Я жду, что он отвернётся, но он и не думает – нагло и почти вызывающе пялится. Не щупает меня взглядом, не раздевает, как можно было бы предположить, просто смотрит.

Возвращаюсь к кольцу, гипнотизирую рисунок, подаренный мужем одновременно с его сердцем и обещанием любить меня вечно.

Мне становится жарко. И душно. И очень неспокойно.

«Какого чёрта?» – думаю. «Я взрослая женщина, зрелая, опытная, замужняя. Как этому юнцу удалось так легко взять надо мной верх?»

С твёрдым намерением расставить всё по своим местам, а вернее, проучить наглого попутчика, решаюсь смело на него взглянуть, но обнаруживаю, что он потерял ко мне интерес: Ансель занят своим смартфоном, его губы едва заметно шевелятся, повторяя слова песни – только теперь я замечаю наушники.

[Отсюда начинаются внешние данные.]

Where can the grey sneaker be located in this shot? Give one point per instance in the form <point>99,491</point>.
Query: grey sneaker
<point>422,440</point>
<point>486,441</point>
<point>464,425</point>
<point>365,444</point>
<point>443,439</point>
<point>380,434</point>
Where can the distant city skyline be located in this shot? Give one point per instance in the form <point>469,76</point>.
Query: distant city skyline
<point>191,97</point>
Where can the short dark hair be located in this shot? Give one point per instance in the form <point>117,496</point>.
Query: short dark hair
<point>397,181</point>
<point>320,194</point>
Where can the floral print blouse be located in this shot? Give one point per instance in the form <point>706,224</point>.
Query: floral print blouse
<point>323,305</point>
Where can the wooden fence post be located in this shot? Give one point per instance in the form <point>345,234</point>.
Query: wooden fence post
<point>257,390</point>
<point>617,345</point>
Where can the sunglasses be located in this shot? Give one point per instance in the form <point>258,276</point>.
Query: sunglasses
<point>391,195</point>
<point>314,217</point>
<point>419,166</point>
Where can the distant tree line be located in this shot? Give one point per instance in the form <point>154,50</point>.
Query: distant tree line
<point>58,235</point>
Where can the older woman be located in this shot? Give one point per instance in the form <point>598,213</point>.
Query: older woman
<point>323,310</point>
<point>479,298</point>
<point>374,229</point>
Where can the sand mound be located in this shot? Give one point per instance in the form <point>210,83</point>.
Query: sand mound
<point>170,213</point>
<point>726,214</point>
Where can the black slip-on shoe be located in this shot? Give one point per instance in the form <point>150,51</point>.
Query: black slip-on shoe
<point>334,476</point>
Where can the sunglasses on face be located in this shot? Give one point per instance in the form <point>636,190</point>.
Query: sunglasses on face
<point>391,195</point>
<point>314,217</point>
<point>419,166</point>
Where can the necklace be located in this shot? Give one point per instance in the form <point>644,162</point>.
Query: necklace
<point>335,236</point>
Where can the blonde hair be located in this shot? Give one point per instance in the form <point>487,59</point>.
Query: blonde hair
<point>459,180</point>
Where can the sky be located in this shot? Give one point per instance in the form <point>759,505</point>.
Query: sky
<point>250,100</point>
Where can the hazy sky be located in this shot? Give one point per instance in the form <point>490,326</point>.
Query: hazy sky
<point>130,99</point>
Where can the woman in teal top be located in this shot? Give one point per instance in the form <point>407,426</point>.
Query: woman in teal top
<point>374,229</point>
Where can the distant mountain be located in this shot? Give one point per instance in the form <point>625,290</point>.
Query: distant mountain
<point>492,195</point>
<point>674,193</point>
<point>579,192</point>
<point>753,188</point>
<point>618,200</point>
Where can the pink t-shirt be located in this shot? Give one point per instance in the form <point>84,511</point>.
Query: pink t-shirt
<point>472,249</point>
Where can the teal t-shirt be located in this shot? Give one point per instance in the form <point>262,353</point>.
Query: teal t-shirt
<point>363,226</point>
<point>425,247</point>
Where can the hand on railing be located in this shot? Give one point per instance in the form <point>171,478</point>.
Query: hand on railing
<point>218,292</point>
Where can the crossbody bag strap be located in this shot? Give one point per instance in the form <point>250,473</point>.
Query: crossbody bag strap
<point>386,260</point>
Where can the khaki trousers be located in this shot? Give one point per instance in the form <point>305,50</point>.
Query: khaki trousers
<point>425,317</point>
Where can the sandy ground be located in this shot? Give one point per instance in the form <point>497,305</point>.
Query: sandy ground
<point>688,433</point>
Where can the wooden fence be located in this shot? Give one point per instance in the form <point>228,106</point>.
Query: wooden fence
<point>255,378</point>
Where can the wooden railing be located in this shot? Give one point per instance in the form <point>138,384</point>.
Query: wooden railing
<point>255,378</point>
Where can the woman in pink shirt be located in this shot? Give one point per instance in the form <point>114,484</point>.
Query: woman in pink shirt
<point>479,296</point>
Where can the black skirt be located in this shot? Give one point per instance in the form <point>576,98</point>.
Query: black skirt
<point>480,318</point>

Он поднимает голову, смотрит на цифры этажей, неестественно долго изучая принцип переключение лампочек под каждой, и наконец, его взор снова обрушивается на меня, но теперь уже с высоты ожиданий. Ансель эмоционально возбуждён, хоть и не выдаёт себя жестами или суетой, однако не всё подвластно контролю: его глаза горят, щёки алеют здоровым молодым румянцем, как если бы он долго и очень быстро куда-нибудь бежал, боясь опоздать. Его взгляд не скользит и не упирается, не трогает и не обнимает, он бьёт. Меткими, чёткими, уверенными ударами вколачивается в зону, ответственную за ответное влечение.

В конце концов, двери открываются, Ансель делает шаг назад, давая мне понять, что уступает дорогу.

– Благодарю, – тихо и с какой-то позорной неуверенностью пропеваю.

Именно пропеваю, одновременно и неожиданно обнаруживая, что вовлечена в игру. Он зовёт, а я отвечаю.

Двери лифта закрываются за моей спиной, и я успеваю сделать как минимум десять шагов, прежде чем понимаю, что этаж не тот – я вышла раньше.